Manton Reece’s Inkwell iOS app has been blocked since April 21 across six guideline categories, with a dead Apple trademark from 2002 as the sticking point.
Key Takeaways
Rejections spanned 1.2 (content reporting), 2.1 (Sign in with Apple), 3.1 (in-app purchase/reader app status), 4 (design), 5.1.1(v) (account deletion), and 5.2.5 (trademark).
To satisfy 3.1, Reece stripped posting, highlighting, sign-up, and external links, limiting to US storefront only where Epic v. Apple rules apply.
The 5.2.5 trademark objection targets Apple’s own “Inkwell” branding from Mac OS X 10.2 Jaguar, a handwriting feature whose USPTO trademark is now listed as “dead”.
Android version shipped via Google Play last month without issue; rebranding would create cross-platform naming inconsistency.
An appeal to the App Review Board is pending; Reece has not decided whether to rebrand or hold the name.
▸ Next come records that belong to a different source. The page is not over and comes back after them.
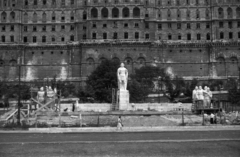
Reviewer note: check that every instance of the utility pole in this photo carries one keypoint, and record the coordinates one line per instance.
(19, 94)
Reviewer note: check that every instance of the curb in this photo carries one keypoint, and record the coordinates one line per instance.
(126, 129)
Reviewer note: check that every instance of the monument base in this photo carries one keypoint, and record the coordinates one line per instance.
(123, 99)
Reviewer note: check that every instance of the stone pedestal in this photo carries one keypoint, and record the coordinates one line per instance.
(123, 99)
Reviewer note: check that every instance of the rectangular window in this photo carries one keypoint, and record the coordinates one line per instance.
(198, 36)
(3, 39)
(207, 25)
(159, 26)
(169, 25)
(220, 24)
(125, 35)
(25, 28)
(146, 25)
(34, 39)
(230, 35)
(25, 39)
(94, 35)
(147, 36)
(179, 26)
(198, 25)
(53, 28)
(72, 38)
(72, 28)
(12, 38)
(44, 28)
(136, 35)
(230, 24)
(136, 25)
(3, 28)
(34, 28)
(238, 24)
(12, 28)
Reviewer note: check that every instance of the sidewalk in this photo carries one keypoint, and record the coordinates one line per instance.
(126, 129)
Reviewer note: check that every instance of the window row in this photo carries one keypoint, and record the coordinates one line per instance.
(45, 28)
(8, 3)
(115, 12)
(229, 14)
(52, 3)
(35, 17)
(44, 39)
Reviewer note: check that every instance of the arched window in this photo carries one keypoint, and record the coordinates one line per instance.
(44, 17)
(188, 14)
(12, 16)
(128, 61)
(238, 12)
(25, 18)
(207, 14)
(125, 12)
(229, 13)
(84, 15)
(115, 13)
(178, 14)
(220, 13)
(104, 12)
(90, 61)
(4, 17)
(136, 12)
(35, 17)
(197, 14)
(94, 13)
(141, 61)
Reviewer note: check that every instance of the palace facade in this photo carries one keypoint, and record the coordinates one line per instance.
(41, 39)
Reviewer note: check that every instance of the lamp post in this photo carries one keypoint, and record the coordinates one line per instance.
(19, 93)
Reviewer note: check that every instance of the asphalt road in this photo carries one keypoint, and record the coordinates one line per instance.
(192, 143)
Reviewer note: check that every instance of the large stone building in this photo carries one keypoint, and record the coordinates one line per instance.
(69, 38)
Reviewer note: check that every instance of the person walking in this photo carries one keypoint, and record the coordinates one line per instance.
(119, 125)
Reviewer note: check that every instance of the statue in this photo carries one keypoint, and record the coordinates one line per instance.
(195, 94)
(122, 74)
(50, 96)
(40, 95)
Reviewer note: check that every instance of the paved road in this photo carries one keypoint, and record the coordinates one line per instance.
(206, 143)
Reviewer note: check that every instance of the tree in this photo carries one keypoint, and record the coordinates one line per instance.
(102, 80)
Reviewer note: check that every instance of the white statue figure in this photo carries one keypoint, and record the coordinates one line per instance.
(195, 94)
(50, 96)
(122, 74)
(40, 95)
(200, 93)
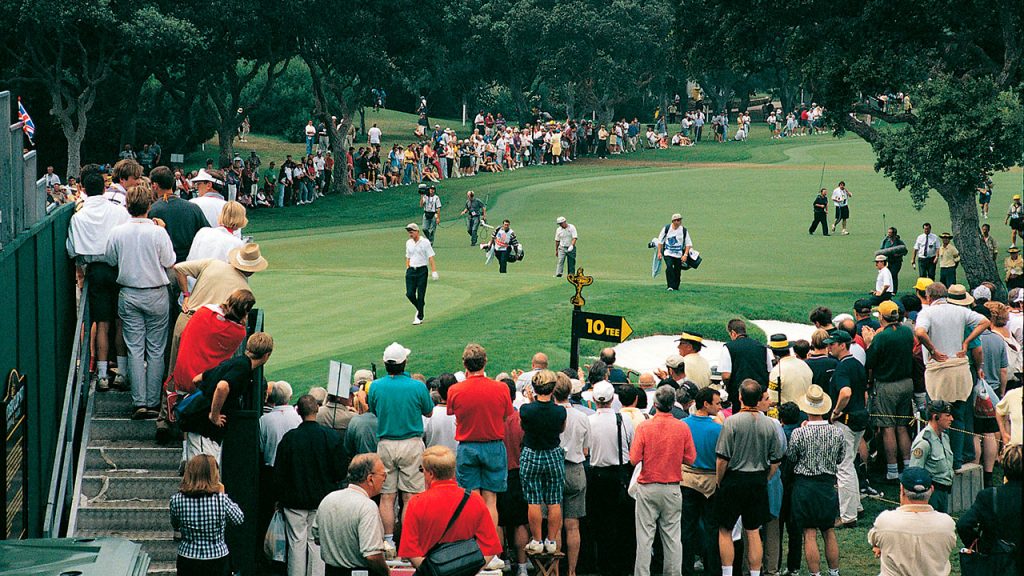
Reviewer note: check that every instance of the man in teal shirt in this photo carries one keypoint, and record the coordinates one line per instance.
(400, 403)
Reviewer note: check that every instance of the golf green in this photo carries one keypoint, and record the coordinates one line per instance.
(335, 288)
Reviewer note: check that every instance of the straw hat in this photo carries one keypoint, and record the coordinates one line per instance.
(815, 402)
(247, 258)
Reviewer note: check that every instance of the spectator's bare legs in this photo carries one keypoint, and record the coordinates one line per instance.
(755, 552)
(555, 525)
(572, 543)
(491, 499)
(726, 551)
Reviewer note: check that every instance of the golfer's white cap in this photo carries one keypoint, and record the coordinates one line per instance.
(395, 353)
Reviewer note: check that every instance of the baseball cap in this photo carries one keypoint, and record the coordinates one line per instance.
(395, 353)
(939, 407)
(915, 480)
(604, 392)
(888, 309)
(838, 337)
(674, 361)
(363, 375)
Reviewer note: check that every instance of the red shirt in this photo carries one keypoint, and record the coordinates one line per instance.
(664, 445)
(513, 440)
(430, 511)
(480, 407)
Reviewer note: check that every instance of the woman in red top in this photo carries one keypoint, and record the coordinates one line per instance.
(213, 335)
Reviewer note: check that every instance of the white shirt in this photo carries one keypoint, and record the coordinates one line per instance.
(604, 439)
(142, 252)
(565, 236)
(840, 197)
(211, 203)
(419, 253)
(91, 227)
(272, 426)
(674, 239)
(431, 203)
(725, 361)
(213, 243)
(438, 428)
(884, 281)
(926, 245)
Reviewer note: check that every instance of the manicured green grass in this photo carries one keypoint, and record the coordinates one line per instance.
(335, 286)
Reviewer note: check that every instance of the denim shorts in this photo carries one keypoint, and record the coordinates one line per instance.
(482, 465)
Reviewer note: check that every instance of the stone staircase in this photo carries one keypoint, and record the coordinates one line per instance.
(128, 482)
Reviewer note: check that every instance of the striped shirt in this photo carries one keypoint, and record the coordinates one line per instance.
(816, 448)
(201, 521)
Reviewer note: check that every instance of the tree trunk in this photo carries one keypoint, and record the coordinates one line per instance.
(975, 257)
(75, 152)
(226, 132)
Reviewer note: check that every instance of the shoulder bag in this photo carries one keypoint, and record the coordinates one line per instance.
(462, 558)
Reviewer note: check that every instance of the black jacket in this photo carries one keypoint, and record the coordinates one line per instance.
(311, 463)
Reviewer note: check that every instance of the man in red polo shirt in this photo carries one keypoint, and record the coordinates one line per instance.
(480, 407)
(429, 512)
(663, 445)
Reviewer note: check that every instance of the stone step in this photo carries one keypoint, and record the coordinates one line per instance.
(112, 403)
(146, 455)
(127, 485)
(159, 544)
(125, 515)
(103, 428)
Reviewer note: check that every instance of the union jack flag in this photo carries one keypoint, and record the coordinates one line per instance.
(27, 124)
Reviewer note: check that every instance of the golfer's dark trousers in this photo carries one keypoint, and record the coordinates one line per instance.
(673, 270)
(699, 532)
(926, 268)
(819, 218)
(503, 260)
(416, 288)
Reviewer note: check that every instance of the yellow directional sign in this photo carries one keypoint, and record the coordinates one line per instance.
(600, 327)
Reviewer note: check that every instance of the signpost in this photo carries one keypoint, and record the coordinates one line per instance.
(13, 515)
(590, 325)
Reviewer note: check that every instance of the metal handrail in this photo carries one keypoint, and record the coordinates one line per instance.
(69, 442)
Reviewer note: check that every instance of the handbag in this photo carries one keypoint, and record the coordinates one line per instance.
(999, 560)
(462, 558)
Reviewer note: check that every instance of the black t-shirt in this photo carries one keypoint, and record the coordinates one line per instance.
(850, 373)
(238, 372)
(542, 422)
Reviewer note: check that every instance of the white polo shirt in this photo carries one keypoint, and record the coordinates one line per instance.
(419, 252)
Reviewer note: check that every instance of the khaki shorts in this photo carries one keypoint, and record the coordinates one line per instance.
(402, 459)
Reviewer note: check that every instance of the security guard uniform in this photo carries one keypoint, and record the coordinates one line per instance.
(931, 451)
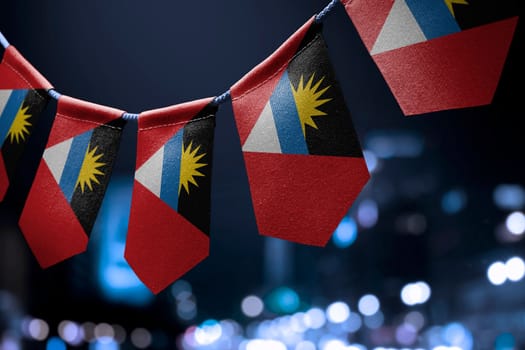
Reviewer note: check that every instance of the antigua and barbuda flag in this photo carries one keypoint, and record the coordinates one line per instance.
(303, 158)
(71, 180)
(436, 54)
(23, 96)
(169, 224)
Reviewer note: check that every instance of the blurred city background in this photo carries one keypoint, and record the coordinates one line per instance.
(430, 256)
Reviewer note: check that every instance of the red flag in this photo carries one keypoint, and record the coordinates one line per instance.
(71, 180)
(433, 54)
(303, 159)
(169, 223)
(23, 96)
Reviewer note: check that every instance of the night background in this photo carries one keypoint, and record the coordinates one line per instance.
(428, 257)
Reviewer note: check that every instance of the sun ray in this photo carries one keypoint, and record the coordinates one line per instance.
(308, 100)
(189, 165)
(20, 127)
(451, 8)
(89, 170)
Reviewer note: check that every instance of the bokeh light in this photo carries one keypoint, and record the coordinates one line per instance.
(346, 233)
(515, 223)
(252, 306)
(337, 312)
(415, 293)
(368, 305)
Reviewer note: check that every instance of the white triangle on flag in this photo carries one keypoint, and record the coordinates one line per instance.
(150, 173)
(263, 137)
(400, 29)
(4, 97)
(56, 157)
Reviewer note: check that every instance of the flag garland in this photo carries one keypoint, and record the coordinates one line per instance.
(23, 97)
(303, 157)
(169, 223)
(71, 180)
(433, 55)
(299, 145)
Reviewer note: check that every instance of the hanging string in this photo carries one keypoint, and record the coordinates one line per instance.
(217, 100)
(3, 41)
(321, 15)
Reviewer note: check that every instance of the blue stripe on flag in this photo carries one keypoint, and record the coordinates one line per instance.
(286, 118)
(169, 188)
(434, 17)
(74, 161)
(10, 110)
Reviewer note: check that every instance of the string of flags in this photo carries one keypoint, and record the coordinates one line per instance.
(299, 145)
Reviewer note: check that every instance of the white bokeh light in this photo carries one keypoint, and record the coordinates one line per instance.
(368, 305)
(252, 306)
(497, 273)
(515, 223)
(515, 269)
(415, 293)
(337, 312)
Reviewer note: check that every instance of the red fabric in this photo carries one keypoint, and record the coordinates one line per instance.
(77, 117)
(264, 77)
(4, 180)
(368, 16)
(170, 120)
(454, 71)
(17, 73)
(303, 198)
(161, 245)
(48, 223)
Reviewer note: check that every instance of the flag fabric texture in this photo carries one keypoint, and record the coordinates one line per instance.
(71, 180)
(303, 159)
(436, 54)
(23, 96)
(169, 224)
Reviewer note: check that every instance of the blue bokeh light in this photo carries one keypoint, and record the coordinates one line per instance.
(346, 233)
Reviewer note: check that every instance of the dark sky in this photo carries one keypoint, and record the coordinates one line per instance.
(137, 55)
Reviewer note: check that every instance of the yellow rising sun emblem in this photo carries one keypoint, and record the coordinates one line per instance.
(90, 169)
(19, 129)
(307, 99)
(189, 165)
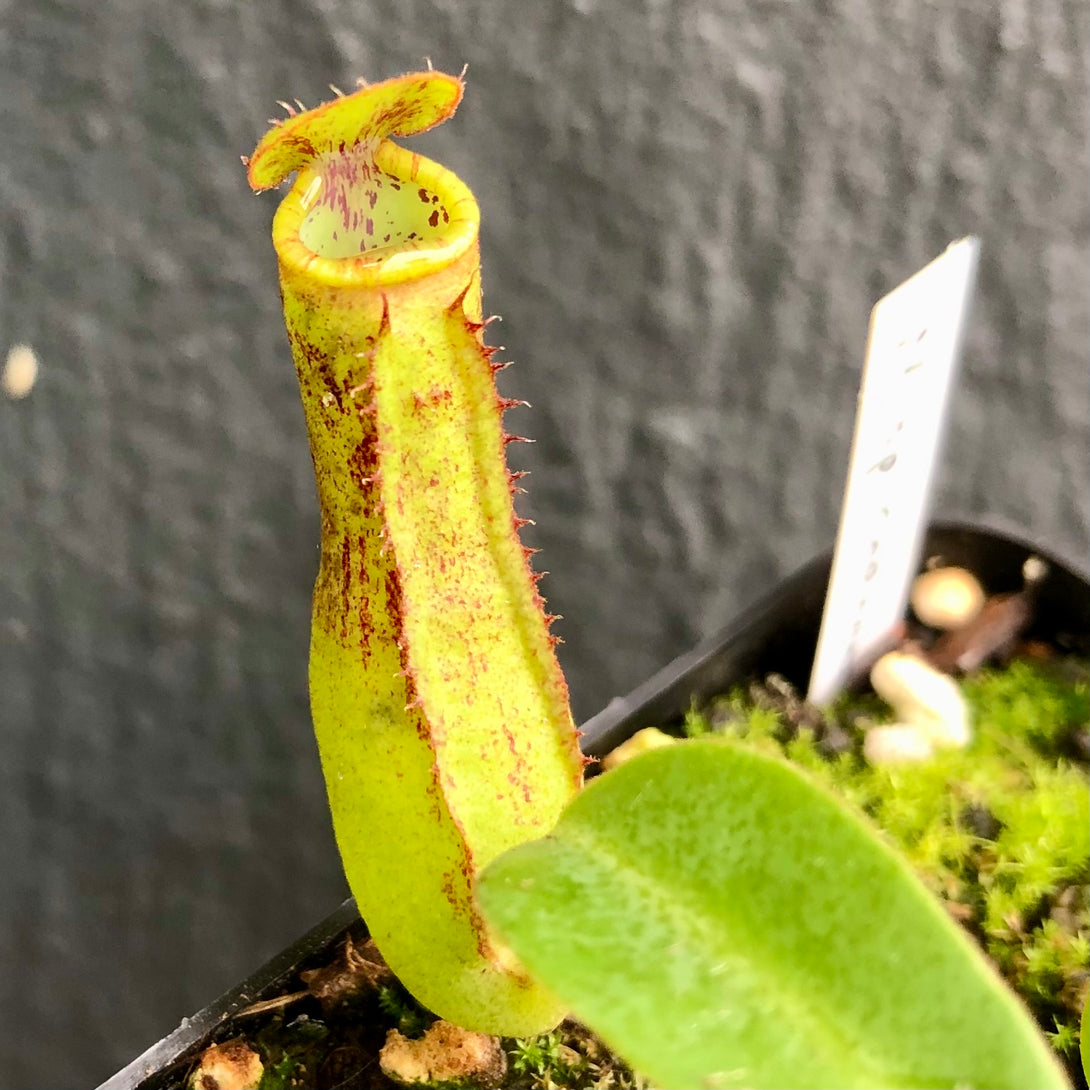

Hacker News Comment Review
Consensus leans toward the trademark issue being a practical blocker regardless of USPTO status, since Apple controls distribution and can enforce internal policy beyond legal trademark validity.
Commenters note the inconsistency: multiple “Inkwell”-named writing apps already exist in the App Store, undermining Apple’s stated concern about user confusion.